In: Economics
What are the main features of the Cournot competition model and
the Betrand competition model, respectively? Given examples of
industries in our
real life that are suitable to fit Cournot competition and Betrand
competition, respectively, and explain why.
Cournot competition explains how in a market, firms in an industry compete against each other on the basis of the output they both produce. The output produced by the firms are not dependent on each other output price, quality or type. It is completely independent to both, and they decide the output on the basis of their own factors of production, market equilibrium and its own assessment of the market conditions. In a Cournot competition, the firms compete on the basis of their capital ingestion in to the production process, and on how much they can win the consumers trust to maximize the profit.
An example of Cournot competition is the market structure where PepsiCo and CocaCola compete against each other. Both the competitors operate in the same market; however, they do not decide the prices, output, or other factors depending on the market decisions of the other firm. They decide the output independently and attract their consumers to the best of their ability.

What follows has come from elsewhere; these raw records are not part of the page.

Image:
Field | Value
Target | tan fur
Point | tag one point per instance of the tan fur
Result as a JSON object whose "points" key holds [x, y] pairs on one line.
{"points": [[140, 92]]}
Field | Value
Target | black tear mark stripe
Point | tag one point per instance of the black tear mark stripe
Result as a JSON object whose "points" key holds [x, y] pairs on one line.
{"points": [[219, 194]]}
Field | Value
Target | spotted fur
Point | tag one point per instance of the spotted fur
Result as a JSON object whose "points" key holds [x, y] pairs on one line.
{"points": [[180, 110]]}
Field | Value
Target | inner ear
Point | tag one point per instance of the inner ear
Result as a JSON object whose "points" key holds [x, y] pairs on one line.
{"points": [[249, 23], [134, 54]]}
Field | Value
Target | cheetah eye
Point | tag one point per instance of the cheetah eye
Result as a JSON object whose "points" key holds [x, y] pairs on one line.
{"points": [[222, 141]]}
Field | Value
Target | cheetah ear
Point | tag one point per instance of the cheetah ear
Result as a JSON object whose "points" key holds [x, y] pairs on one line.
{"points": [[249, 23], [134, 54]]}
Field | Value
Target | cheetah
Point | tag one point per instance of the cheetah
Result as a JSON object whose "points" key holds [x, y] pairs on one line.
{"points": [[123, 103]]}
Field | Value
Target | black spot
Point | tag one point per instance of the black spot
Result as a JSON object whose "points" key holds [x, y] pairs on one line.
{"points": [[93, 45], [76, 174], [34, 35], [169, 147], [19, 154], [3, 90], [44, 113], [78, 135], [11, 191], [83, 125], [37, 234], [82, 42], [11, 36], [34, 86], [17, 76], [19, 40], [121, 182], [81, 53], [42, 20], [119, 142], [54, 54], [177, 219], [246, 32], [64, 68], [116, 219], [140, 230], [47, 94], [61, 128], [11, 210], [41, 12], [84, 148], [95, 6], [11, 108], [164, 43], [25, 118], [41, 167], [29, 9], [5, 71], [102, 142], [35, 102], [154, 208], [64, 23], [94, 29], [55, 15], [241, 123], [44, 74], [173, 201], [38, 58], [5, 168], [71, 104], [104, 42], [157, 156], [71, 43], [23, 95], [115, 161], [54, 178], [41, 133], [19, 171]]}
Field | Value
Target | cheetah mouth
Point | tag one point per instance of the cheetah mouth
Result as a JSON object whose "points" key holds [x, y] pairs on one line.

Bertrand competition on the contrary also explains how in a market, firms in an industry compete against each other on the basis of the output they both produce. But, the output produced by the firms are completely dependent on each other’s output price, quality or type. It is completely dependent on both, and they decide the output on the basis of their interaction to set up the product output or prices of the product. They also determine what type of product is to be produced and the quality of the product. In a Bertrand competition, the firms compete on the basis of their mutual adjustment in the market, and feed of each other policy decisions.
An example of Bertrand competition is the market structure where Cadbury and Nestle compete against each other. Both the competitors operate in the same market, and, they decide the prices, output, and other factors depending on the market decisions of the other firm. They decide the output dependently and attract their common consumers to the best of their ability, on the basis of the consumers taste, as here, the consumers is nearly indifferent to either of the products.